Patrick Lally is living at a homeless shelter in Brooklyn with his wife.

He hasn’t been feeling well. He has been fighting a fever.

But sheltering in place in a homeless shelter is proving difficult.

“You’re around people who don’t have masks,” Lally told us while inside his unit at the Auburn Family Residence in Brooklyn. "You have to go to the cafeteria all the time. It’s impossible. I can’t see how I can be isolated that much."

Fighting the coronavirus in city homeless shelters is a herculean task. Interviews with shelter providers reveal it can be challenging, if not impossible, to isolate homeless individuals from each other — even when they have symptoms of the coronavirus. Essentially, social distancing is not conducive to homeless shelters.

"When you have a building that’s 20 feet wide and 146 chronically homeless men with one elevator, it’s virtually impossible to do it.” Brenda Rosen, president and CEO of Breaking Ground, told NY1.

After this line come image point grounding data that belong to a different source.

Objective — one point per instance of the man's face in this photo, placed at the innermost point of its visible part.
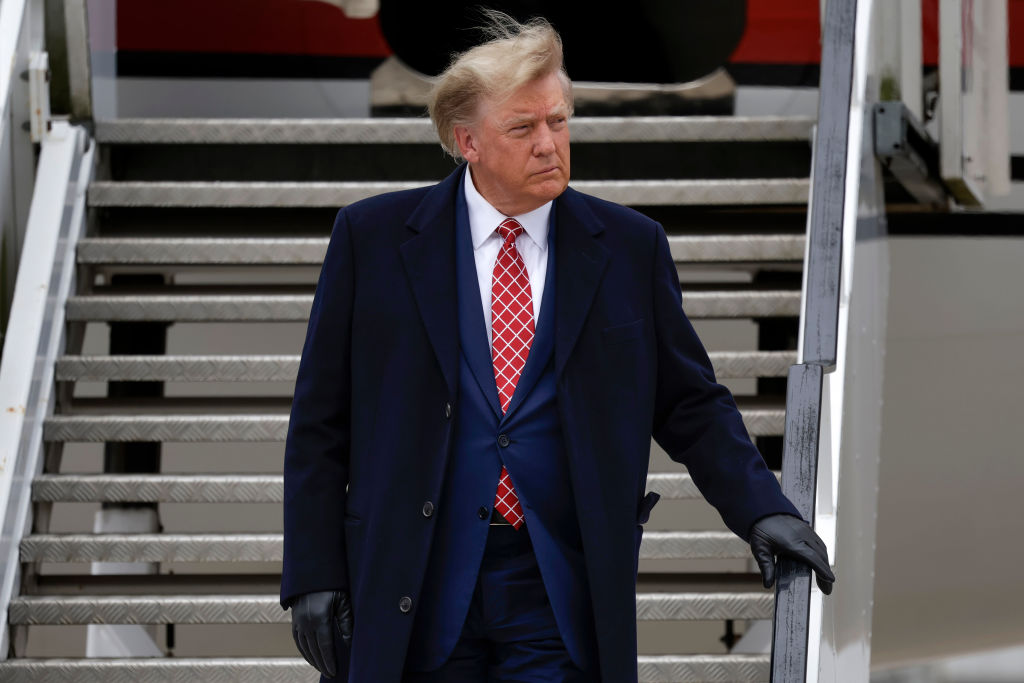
(518, 150)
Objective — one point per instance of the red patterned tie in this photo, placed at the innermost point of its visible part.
(512, 333)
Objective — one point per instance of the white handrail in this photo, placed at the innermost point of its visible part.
(11, 19)
(45, 276)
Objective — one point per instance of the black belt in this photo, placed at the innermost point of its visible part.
(498, 519)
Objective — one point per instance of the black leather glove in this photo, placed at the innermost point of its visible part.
(786, 536)
(316, 620)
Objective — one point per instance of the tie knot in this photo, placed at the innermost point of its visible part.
(510, 229)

The numbers are already a red flag. This week, the first two homeless New Yorkers died from COVID-19. As of Thursday, the city told us 61 homeless New Yorkers had the virus — 59 of them live in shelters. About 110 people were at separate isolation facilities the city set up to stop the spread of the virus at shelters.

But the head of Breaking Ground, which runs a large outreach program for the homeless and shelters with more than 300 beds, tells NY1 it's unclear when providers like her should send people there.

“We’re monitoring well over 100 clients and sending them to the hospital and waiting for them to get their test results,” Rosen said.

She told NY1 the city has told providers they should operate under the assumption that “everyone is exposed.”

"We have people that are symptomatic and they cannot self-quarantine. There is no way,” Rosen said. “We have people that are symptomatic and have gone to the hospital and been sent back and simply told to self-quarantine. Again, we have nowhere to put these people. We can’t set aside one of our shared bathrooms and shower rooms for one person. It’s just not possible for the amount of people we are serving at the same time.”

Providers want more protective equipment for staff. Rosen said staff have tested positive in addition to shelter residents.

“Everyone is being regarded as exposed,” James Winans, the interim CEO of the Bowery Mission, told NY1. "We’re aware there are some isolation units coming online, but the way those are accessed is not immediately clear to us."

The Bowery Mission is no longer serving meals in group settings. It’s turned a floor at one of its shelters into an isolation ward.

“We’ve been able to open up a fourth floor as an isolation floor for men and establish a separate isolation area for women,” he said. "As of this point, we are ok. But we are concerned about what happens as this virus spreads."

A Department of Homeless services spokesperson reiterated to NY1 that all symptomatic individuals in shelter are being taken to health care professionals.

The city says, despite some evidence to the contrary, that those who test positive for the virus and those who are symptomatic are then taken to isolation facilities.